Results: Tom's Storage Bench v1.0
Storage Bench v1.0 (Background Info)
Our Storage Bench incorporates all of the I/O from a trace recorded over two weeks. The process of replaying this sequence to capture performance gives us a bunch of numbers that aren't really intuitive at first glance. Most idle time gets expunged, leaving only the time that each benchmarked drive was actually busy working on host commands. So, by taking the ratio of that busy time and the the amount of data exchanged during the trace, we arrive at an average data rate (in MB/s) metric we can use to compare drives.
It's not quite a perfect system. The original trace captures the TRIM command in transit, but since the trace is played on a drive without a file system, TRIM wouldn't work even if it were sent during the trace replay (which, sadly, it isn't). Still, trace testing is a great way to capture periods of actual storage activity, a great companion to synthetic testing like Iometer.
Incompressible Data and Storage Bench v1.0
Also worth noting is the fact that our trace testing pushes incompressible data through the system's buffers to the drive getting benchmarked. So, when the trace replay plays back write activity, it's writing largely incompressible data. If we run our storage bench on a SandForce-based SSD, we can monitor the SMART attributes for a bit more insight.
| Mushkin Chronos Deluxe 120 GBSMART Attributes | RAW Value Increase |
|---|---|
| #242 Host Reads (in GB) | 84 GB |
| #241 Host Writes (in GB) | 142 GB |
| #233 Compressed NAND Writes (in GB) | 149 GB |
Host reads are greatly outstripped by host writes to be sure. That's all baked into the trace. But with SandForce's inline deduplication/compression, you'd expect that the amount of information written to flash would be less than the host writes (unless the data is mostly incompressible, of course). For every 1 GB the host asked to be written, Mushkin's drive is forced to write 1.05 GB.
If our trace replay was just writing easy-to-compress zeros out of the buffer, we'd see writes to NAND as a fraction of host writes. This puts the tested drives on a more equal footing, regardless of the controller's ability to compress data on the fly.
Average Data Rate
The Storage Bench trace generates more than 140 GB worth of writes during testing. Obviously, this tends to penalize drives smaller than 180 GB and reward those with more than 256 GB of capacity. It's a little unfair in that way, which is why it's a good metaphor for life.
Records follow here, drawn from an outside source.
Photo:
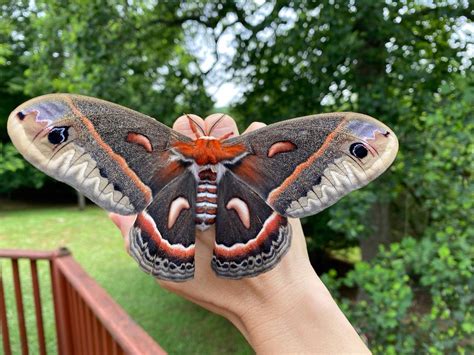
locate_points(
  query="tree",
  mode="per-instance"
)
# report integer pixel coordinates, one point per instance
(115, 51)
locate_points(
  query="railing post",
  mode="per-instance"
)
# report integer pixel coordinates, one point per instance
(3, 318)
(60, 297)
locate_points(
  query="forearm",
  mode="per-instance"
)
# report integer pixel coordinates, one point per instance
(302, 317)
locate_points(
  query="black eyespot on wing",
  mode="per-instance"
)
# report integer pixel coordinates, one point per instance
(21, 115)
(358, 150)
(58, 135)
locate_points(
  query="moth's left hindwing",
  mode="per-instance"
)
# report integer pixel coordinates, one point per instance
(251, 238)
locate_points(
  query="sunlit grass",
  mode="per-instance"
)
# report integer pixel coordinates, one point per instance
(176, 324)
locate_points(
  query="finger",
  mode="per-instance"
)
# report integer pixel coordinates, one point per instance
(253, 126)
(190, 125)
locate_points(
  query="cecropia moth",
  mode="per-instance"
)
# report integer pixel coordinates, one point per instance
(247, 186)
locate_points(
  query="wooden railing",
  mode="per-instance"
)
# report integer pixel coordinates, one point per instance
(87, 320)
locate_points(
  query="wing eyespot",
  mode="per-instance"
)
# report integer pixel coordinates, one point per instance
(280, 147)
(58, 135)
(358, 150)
(141, 140)
(20, 115)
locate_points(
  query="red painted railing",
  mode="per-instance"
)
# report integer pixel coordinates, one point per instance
(87, 320)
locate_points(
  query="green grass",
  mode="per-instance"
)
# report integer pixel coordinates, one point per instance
(176, 324)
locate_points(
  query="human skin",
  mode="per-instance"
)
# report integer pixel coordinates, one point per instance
(285, 310)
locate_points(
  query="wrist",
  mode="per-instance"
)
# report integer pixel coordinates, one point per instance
(298, 315)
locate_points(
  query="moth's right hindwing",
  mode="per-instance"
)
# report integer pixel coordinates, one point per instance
(162, 239)
(251, 238)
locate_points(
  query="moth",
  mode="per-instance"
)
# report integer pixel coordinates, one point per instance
(246, 186)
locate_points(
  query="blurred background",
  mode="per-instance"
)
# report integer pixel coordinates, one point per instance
(397, 255)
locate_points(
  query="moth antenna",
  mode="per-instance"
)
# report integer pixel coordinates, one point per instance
(193, 126)
(215, 123)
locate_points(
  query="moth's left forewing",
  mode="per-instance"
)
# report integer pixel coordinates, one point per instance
(302, 166)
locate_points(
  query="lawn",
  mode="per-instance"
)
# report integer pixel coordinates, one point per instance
(176, 324)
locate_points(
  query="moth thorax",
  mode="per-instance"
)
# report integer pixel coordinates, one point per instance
(206, 202)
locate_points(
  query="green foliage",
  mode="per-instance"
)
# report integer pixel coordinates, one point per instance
(417, 294)
(15, 172)
(404, 62)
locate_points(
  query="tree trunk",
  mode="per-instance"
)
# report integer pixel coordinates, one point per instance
(380, 218)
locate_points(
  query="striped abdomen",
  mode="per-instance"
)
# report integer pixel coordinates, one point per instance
(206, 203)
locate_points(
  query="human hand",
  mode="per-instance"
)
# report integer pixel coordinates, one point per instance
(286, 309)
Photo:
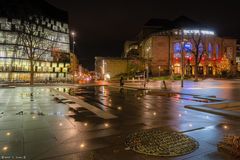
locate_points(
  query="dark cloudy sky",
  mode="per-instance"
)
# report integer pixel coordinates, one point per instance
(103, 25)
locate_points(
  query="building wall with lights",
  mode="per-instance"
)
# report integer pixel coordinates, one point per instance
(14, 64)
(162, 49)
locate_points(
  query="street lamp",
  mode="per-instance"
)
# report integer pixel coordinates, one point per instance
(159, 68)
(73, 41)
(182, 58)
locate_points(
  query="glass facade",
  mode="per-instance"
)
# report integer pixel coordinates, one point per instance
(14, 63)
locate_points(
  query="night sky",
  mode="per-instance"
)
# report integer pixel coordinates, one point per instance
(102, 26)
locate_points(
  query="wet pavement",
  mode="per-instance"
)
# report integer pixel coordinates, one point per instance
(46, 129)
First, the Vector is fast. Seagate's 600 might be an iron fist in a silk glove, but the Vector is a iron fist that rockets around at 286 MB/s. Pulling down an average data rate so far ahead of everything else is impressive, though it doesn't necessarily guarantee better performance quality on its own. Second, among all the 240/256 GB SSDs in this collection, all models (except for the Vector) are within spitting distance of each other.
Corsair's Neutron GTX falls further in the standings than Seagate. In absolute terms, the Neutron is 30 MB/s behind the 600. The GTX's 197 MB/s is certainly quick. But the Seagate implementation earns its first real performance break from the other LAMD-controlled drive with a whopping 227 MB/s.
Also notable is the value-oriented Intel SSD 335 and the pricier SSD 510. The 250 GB SSD 510 posts an average data rate just a few KB/s slower than Corsair's solution, and the SSD 335 pushes slightly ahead of Seagate's 600. Considering the vast majority of transfers are 4 KB in size, the week of system activity doesn't really punish the dilatory SSD 510 as much as the previous page's charts might have led you to believe.
It'd be reasonable to expect the Seagate and Corsair drives to hand in nearly identical numbers, based on the previous few pages of results. Given that both are likely very similar at the firmware level, the differences in performance could amount to a few gigabytes of spare NAND on the Seagate.
Service Times and Standard Deviation
There is a wealth of information we can collect with Tom's Storage Bench above and beyond the average data rate. Mean (average) service times show what responsiveness is like on an average I/O during the trace. It would be difficult to plot the 10 million I/Os that make up our test, so looking at the average time to service an I/O makes more sense. We can also plot the standard deviation against mean service time. That way, drives with quicker and more consistent service plot toward the origin (lower numbers are better here).
Given its average data rate performance, we're a little surprised to see the "slower" Neutron GTX serving up I/O as rapidly as the Seagate 600. Corsair might be doing its work in a more consistent fashion than Seagate, though. Overall, the Neutron demonstrates better quality of service, though the differences aren't spectacularly huge.
In a news flash that should surprise nobody, OCZ's Vector is still fast, breaking through with the lowest latency of all.